I believe we are all getting confused with terminology here. I am making reference to the alpha-asserting dominant behavior referenced in the immersion pages. Flipping them over, holding them till they submit, etc. In my eyes this is distinct from (though associated with on this forum) flooding, i.e. putting them in a controlled space with you (that which they are fearful of) until they hopefully realize there is nothing to fear. The perceived opposite to this (trust training) would be putting the rat in a controlled space without you (like their cage) and gradually introducing yourself so that the rat comes to familiarize itself with you.

My concern is not whether or not there is ever a time anyone would want to use any of these techniques on their rat, but what relatively new rat owners make of the information and do with their rats. My concern is how easily "immersion" can be misused and misunderstood, in light of how enthusiastically it is recommended as a first-line technique suitable for use by the general rat-owning public. I would not have helped raise all this fuss if it was mostly recommended for unique problem cases, but a complete child who got their parents to buy them some Petco rat could easily come to this board, get the entirely wrong impression based on how it's presented here, and proceed to spend the night terrifying the rat in an empty bathtub because it was the first thing this board appears to suggest.


----------



## Charlottesmom (Nov 27, 2013)

bazmonkey said:


> I agree. However, these techniques are often portrayed here as the quick and more convenient way, not a somewhat last-ditch effort for rats that can't just get to know their owners and environment in due time. Negative conditioning certainly has its place, but a new rat owner with an average petshop rat shouldn't necessarily be presented with it as a legitimate first step! What does a new person to this forum see when they hit the behavior section? Sticky #1: immersion. Sticky #2: trust training. It comes off as if it's an A/B choice like chocolate or vanilla. Why is it seemingly the FIRST THING this sub-forum presents to every single visitor if "we should aim for other training techniques before we go to punishment or avoidance learning"? Immersion amounts to exactly that for a new rat.What seems like the prevailing opinion on immersion (that it has its place in unique cases) is not the impression this forum provides as a whole regarding it.

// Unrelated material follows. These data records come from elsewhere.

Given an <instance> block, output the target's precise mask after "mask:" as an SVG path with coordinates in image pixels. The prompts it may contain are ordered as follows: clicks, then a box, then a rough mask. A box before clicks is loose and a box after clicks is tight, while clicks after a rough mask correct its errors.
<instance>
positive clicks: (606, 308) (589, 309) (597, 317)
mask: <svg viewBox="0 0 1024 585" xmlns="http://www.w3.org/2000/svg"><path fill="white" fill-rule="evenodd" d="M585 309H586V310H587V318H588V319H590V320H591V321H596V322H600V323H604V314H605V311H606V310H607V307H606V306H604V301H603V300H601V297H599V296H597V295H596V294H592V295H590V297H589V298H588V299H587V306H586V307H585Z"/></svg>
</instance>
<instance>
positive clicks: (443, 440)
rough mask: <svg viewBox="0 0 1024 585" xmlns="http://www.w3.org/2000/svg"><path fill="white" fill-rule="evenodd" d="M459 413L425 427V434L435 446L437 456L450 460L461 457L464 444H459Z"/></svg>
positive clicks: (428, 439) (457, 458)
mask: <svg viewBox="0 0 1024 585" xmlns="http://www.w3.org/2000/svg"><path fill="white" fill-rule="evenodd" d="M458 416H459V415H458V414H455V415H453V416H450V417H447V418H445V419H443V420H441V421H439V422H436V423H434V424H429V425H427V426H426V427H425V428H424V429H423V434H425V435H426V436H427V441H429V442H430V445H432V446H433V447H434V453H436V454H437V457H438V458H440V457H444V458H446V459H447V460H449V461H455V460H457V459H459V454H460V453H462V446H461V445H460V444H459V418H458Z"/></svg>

My issue with the stickies is the immersion one is open and has tons of comments, the trust training is closed and no comments, I think the TT stickie should be open for comment, positive or negative. Then when newbie rat parents come to the board they can read each one with comments and see other owners sucess or failure with that method. I think the comments help tremendously as long as they don't get nasty (yes, guilty! RD and I have smoothed things over). I think each method deserves feedback.


----------